Jean-Philippe Cazier
Gaza dans ma tête / 2014
Publié sur son blog Mediapart le 27 juillet 2014
À lire sur le Silence qui parle :
Si nous le voulons / Mahmoud Darwich / Indiens de Palestine / Gilles Deleuze
Photo : Intervention divine / Elia Suleiman / 2002

interventiondivine

Barbarie : ils tuent en Palestine grâce au silence de « la communauté internationale » / Union Juive Française pour la Paix

La logique criminelle et illégale de la vengeance israélienne s’étend à toute la Palestine et à Gaza une nouvelle tuerie de masse est en marche.

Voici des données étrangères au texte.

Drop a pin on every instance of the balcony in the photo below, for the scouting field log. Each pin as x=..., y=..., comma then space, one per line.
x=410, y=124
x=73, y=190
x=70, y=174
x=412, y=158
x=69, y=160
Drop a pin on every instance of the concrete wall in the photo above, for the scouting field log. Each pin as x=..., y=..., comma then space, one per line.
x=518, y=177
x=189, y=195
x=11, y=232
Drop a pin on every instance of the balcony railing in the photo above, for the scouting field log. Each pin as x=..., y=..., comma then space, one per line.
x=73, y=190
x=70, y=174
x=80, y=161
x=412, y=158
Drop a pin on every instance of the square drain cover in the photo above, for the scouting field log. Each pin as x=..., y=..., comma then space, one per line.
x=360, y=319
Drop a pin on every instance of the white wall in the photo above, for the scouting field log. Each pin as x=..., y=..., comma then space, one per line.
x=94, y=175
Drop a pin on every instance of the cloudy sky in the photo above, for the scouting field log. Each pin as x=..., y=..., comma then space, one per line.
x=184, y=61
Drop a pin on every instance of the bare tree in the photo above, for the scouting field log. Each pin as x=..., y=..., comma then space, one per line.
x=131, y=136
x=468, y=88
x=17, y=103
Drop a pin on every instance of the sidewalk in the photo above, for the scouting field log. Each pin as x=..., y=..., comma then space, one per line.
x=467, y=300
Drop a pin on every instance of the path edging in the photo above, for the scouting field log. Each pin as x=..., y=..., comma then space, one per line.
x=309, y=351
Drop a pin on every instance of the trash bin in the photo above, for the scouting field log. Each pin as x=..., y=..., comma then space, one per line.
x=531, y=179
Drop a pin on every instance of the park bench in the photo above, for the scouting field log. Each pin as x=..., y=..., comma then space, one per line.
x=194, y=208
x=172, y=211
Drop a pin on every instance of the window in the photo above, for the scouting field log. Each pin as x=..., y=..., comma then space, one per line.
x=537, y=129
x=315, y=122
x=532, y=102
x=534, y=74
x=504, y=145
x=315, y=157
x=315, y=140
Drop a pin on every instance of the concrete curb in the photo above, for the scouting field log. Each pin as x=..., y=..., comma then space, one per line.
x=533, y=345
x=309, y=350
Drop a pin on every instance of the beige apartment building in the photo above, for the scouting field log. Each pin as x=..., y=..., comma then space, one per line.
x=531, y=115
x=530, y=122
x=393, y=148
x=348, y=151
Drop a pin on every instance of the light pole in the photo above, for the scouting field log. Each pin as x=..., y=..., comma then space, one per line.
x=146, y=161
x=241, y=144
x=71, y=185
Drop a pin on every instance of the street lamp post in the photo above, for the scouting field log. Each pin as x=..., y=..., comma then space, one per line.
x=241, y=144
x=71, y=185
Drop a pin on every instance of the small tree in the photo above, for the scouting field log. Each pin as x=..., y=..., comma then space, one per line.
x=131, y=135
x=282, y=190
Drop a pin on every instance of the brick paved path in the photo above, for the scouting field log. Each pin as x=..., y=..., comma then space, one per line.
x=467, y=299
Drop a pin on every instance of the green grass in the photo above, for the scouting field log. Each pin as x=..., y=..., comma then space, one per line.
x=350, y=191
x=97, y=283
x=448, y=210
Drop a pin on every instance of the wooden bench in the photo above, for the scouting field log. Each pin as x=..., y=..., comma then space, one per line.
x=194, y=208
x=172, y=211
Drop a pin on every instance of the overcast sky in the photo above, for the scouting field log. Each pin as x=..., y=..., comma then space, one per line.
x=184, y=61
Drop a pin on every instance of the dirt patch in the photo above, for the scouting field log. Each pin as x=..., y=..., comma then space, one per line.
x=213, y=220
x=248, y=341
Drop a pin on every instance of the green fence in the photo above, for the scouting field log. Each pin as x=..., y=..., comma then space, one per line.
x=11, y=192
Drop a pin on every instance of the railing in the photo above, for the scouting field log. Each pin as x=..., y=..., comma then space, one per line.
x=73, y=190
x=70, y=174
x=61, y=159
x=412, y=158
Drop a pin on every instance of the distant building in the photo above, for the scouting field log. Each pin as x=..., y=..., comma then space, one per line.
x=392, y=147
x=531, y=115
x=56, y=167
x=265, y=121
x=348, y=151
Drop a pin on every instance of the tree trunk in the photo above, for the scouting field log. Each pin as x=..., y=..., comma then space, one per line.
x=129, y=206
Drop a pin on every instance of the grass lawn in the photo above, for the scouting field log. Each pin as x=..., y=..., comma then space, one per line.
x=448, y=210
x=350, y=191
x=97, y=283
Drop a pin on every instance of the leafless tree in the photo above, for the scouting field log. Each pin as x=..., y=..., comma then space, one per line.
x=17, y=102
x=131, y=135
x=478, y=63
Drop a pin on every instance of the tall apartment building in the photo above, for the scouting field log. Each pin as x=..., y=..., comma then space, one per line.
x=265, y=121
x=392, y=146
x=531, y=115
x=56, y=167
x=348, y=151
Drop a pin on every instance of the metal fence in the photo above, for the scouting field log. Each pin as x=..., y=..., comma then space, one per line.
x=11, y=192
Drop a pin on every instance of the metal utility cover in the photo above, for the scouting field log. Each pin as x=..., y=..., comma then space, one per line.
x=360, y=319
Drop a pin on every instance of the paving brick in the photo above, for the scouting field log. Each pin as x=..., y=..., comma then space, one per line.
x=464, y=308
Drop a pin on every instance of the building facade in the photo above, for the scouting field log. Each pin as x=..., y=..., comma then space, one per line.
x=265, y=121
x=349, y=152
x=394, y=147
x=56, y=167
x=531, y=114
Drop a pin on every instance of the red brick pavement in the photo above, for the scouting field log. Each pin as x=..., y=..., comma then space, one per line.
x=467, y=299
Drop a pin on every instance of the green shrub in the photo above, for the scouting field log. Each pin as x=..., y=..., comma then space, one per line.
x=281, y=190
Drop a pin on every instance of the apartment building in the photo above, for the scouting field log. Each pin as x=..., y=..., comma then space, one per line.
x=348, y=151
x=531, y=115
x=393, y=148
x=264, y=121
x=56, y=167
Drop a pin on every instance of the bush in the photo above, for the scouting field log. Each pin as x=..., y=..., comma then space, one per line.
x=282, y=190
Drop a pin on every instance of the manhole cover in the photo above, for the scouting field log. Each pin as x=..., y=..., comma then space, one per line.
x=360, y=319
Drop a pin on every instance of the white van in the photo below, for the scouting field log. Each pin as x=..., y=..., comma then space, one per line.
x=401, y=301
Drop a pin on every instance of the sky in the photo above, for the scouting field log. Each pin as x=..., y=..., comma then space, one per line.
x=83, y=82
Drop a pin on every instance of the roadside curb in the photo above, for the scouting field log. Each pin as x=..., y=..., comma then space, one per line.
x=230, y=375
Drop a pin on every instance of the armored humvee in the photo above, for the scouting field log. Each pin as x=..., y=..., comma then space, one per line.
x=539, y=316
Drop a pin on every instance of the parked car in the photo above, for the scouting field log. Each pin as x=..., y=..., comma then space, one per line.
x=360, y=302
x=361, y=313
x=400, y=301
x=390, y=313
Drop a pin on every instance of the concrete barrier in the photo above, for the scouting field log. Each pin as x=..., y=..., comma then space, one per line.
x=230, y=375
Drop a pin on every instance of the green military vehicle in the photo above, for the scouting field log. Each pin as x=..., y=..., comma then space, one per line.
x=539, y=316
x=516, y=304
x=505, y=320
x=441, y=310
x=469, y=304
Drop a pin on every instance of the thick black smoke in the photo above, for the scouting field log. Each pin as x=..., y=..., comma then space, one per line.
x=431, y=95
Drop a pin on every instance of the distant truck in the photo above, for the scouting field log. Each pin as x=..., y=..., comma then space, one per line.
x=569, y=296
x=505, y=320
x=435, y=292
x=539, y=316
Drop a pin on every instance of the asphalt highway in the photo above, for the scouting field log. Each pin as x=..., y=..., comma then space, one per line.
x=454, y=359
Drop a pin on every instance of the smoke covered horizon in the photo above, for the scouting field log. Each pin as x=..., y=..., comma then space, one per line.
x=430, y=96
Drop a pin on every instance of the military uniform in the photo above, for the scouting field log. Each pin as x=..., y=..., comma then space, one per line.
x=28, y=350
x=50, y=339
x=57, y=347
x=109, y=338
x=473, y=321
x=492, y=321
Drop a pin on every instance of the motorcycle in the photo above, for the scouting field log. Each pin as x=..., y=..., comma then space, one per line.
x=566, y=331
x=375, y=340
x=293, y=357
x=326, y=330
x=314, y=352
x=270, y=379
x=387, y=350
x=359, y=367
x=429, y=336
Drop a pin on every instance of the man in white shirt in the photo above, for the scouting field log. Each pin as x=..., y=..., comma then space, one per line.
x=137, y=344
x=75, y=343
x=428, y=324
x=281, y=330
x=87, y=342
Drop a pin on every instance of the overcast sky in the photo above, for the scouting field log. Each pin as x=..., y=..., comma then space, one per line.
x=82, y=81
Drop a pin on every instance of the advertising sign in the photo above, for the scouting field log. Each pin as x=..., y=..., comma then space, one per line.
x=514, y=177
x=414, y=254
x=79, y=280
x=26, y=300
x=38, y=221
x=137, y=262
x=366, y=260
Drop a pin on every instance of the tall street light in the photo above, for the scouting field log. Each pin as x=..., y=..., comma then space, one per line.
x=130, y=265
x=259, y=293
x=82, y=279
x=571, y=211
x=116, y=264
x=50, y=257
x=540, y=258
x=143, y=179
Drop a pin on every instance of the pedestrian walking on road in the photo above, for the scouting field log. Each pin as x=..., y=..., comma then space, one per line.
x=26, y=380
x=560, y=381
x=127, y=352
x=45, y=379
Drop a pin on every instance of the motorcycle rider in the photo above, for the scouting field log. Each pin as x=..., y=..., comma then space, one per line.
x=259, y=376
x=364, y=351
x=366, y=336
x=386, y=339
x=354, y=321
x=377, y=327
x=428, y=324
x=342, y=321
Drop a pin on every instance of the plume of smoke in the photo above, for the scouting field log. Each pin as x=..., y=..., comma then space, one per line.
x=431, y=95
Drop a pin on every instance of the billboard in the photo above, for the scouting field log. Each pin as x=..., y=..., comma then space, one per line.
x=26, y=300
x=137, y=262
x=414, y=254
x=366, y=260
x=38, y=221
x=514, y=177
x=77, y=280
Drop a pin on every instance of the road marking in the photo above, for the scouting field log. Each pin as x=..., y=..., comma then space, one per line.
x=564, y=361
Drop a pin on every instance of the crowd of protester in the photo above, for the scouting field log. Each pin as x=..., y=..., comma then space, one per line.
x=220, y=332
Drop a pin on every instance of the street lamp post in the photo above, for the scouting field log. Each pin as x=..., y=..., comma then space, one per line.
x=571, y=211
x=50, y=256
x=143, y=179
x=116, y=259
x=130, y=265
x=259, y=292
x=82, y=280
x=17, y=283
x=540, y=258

Pour la seule journée du 8 juillet, il y a eu plus de 220 raids israéliens. 28 Palestiniens sont morts (dont trois enfants et deux femmes) à la suite des bombardements aériens et par mer. Ils n’auront droit à aucune compassion de François Hollande. Pour « justifier » ces exécutions extrajudiciaires, l’occupant israélien qualifie à l’avance les victimes de « terroristes » ou de « membres du Hamas ». Depuis le début du blocus de Gaza, si l’on enlève les 1400 morts de « Plomb Durci » (2008-2009) et les 160 morts de « Piliers de la défense » (novembre 2012), près de 700 civils palestiniens ont été exécutés par des tirs aériens à Gaza.

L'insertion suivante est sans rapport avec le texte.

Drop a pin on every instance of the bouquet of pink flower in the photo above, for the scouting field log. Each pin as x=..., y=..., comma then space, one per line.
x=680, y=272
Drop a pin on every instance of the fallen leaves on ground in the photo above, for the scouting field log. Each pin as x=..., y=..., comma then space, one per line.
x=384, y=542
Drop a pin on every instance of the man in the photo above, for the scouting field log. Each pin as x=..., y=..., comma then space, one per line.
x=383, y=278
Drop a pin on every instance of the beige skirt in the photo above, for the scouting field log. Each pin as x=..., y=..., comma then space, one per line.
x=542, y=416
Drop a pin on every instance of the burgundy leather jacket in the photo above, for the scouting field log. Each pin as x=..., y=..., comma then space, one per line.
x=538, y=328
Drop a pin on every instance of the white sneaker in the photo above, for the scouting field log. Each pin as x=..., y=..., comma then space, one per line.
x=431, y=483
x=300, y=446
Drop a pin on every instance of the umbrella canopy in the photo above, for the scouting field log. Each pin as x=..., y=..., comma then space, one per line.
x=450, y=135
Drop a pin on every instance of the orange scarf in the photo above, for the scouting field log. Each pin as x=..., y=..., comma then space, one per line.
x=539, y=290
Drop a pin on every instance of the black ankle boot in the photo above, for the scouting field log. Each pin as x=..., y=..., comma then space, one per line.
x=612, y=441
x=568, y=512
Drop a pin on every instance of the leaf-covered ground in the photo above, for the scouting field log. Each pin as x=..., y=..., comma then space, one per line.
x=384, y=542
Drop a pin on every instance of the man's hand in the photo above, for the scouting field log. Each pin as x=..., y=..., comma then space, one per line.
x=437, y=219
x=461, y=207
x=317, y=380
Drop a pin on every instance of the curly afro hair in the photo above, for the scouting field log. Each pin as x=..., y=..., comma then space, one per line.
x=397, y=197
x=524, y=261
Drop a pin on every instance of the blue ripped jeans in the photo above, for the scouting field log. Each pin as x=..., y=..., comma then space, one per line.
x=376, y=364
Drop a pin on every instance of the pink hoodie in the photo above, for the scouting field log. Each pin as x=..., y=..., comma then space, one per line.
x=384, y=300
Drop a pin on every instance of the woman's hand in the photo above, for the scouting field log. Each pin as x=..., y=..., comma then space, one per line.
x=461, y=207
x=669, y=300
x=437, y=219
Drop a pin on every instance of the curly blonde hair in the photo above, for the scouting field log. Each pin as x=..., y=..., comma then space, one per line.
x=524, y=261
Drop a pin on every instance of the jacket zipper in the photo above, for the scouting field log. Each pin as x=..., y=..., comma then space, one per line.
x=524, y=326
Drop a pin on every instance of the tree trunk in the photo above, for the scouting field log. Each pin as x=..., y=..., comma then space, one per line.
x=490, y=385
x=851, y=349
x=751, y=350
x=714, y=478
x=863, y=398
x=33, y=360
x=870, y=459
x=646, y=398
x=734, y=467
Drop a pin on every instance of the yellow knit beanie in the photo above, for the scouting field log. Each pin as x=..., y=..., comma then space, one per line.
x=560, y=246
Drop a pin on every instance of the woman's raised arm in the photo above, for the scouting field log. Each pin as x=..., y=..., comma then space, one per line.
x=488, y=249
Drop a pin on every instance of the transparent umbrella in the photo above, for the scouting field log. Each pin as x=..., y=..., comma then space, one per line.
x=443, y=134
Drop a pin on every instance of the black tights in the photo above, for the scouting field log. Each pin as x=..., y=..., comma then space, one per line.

Les principaux dirigeants français, européens ou américains ont manifesté leur émotion à la suite du kidnapping et de l’exécution des trois jeunes colons. Pas de condoléances pour le massacre d’un jeune Palestinien de 16 ans, Mohammad Abou Khdeir. L’occupant a longtemps fait croire qu’il s’agissait d’un règlement de compte inter-palestinien avant que les coupables, des colons pogromistes, ne soient découverts. Quelle crédibilité peut-on accorder aux accusations des autorités israéliennes contre le Hamas ?

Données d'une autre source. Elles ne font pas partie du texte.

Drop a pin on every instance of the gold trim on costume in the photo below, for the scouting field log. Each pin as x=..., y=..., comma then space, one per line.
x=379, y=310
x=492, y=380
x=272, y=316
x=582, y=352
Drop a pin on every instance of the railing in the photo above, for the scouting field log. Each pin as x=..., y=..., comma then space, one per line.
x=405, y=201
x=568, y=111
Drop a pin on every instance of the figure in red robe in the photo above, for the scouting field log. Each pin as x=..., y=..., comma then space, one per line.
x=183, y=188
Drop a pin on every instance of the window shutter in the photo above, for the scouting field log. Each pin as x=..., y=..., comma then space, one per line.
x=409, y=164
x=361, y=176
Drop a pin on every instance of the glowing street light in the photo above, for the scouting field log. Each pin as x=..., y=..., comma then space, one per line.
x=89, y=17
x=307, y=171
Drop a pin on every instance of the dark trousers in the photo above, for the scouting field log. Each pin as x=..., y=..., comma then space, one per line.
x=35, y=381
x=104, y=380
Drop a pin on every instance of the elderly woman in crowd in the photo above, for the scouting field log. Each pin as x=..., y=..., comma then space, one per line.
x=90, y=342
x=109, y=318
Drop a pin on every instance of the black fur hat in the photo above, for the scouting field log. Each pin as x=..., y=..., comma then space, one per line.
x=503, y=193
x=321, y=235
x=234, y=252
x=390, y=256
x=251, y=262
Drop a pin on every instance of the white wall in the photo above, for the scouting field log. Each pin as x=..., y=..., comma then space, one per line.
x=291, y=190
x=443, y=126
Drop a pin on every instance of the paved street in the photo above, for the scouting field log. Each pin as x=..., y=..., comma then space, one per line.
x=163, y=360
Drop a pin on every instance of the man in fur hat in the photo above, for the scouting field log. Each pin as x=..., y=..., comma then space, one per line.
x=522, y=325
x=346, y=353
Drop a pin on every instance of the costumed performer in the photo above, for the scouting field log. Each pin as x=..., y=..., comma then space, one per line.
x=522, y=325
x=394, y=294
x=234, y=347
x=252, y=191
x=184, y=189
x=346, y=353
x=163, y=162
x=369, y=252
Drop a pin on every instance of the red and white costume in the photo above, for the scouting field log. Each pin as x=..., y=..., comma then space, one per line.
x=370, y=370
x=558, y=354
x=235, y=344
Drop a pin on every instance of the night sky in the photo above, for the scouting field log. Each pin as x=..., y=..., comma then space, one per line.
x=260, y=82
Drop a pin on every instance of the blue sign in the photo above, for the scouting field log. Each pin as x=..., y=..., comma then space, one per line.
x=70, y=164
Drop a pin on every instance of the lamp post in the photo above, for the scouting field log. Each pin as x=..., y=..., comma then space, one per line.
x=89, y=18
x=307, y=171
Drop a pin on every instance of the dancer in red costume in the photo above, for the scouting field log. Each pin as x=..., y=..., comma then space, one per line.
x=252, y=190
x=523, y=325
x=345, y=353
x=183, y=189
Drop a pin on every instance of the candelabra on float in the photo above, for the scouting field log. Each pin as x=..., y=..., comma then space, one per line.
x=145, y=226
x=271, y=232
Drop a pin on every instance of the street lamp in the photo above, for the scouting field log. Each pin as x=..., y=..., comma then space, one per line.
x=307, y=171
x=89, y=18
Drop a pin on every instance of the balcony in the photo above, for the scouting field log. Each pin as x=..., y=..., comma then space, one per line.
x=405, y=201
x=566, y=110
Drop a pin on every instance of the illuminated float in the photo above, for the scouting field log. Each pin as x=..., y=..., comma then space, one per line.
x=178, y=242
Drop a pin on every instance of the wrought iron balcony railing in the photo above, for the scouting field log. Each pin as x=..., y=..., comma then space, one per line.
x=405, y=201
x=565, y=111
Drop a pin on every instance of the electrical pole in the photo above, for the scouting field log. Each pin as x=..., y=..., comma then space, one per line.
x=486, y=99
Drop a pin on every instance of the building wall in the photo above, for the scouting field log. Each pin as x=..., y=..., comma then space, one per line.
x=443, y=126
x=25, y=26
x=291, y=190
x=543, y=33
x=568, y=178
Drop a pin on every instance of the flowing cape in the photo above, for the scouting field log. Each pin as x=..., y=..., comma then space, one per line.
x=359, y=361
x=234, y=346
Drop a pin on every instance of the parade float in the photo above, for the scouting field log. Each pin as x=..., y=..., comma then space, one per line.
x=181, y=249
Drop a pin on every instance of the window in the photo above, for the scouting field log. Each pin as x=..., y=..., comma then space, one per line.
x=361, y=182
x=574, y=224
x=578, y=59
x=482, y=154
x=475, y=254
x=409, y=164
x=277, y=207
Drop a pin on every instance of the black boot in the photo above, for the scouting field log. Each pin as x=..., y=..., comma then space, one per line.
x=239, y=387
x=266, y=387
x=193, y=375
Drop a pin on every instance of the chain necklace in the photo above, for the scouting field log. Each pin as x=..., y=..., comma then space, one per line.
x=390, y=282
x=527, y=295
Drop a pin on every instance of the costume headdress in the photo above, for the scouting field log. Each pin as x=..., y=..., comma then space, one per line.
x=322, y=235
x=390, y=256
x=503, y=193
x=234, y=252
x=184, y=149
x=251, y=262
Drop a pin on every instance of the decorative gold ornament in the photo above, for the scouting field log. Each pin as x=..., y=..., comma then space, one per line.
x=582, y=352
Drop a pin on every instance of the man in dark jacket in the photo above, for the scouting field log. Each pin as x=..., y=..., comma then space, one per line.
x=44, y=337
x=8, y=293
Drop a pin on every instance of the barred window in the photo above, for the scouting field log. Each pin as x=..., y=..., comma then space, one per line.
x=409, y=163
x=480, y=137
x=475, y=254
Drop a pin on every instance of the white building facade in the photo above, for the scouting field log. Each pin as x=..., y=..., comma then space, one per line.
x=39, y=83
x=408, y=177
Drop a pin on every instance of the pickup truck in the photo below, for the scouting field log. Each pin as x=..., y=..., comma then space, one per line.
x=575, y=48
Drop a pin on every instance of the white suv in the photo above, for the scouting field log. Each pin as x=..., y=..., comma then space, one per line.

Que signifie cette offensive générale, cette « punition collective » formellement interdite par le droit international ? Pourquoi ces bombardements massifs, ces arrestations de plusieurs centaines de personnes, dont des élus et des prisonniers récemment libérés, ce bouclage de toute la Palestine ?

Il n’y a aucune symétrie possible entre l’occupant et l’occupé, entre un régime colonial et un peuple qui a le droit de résister. Avec la mobilisation des réservistes en Israël, un nouveau crime de grande ampleur est en marche.

Comme nous l’écrit quotidiennement Ziad Medoukh depuis Gaza assiégée, Gaza résiste et conserve dignité et espoir.

Nous devons empêcher le massacre annoncé. Nous devons forcer nos dirigeants complices à exiger d’Israël l’arrêt immédiat de l’agression, des bombardements, des arrestations et des exécutions sommaires. Nous appelons à descendre dans la rue partout où il y a des manifestations en solidarité avec la Palestine.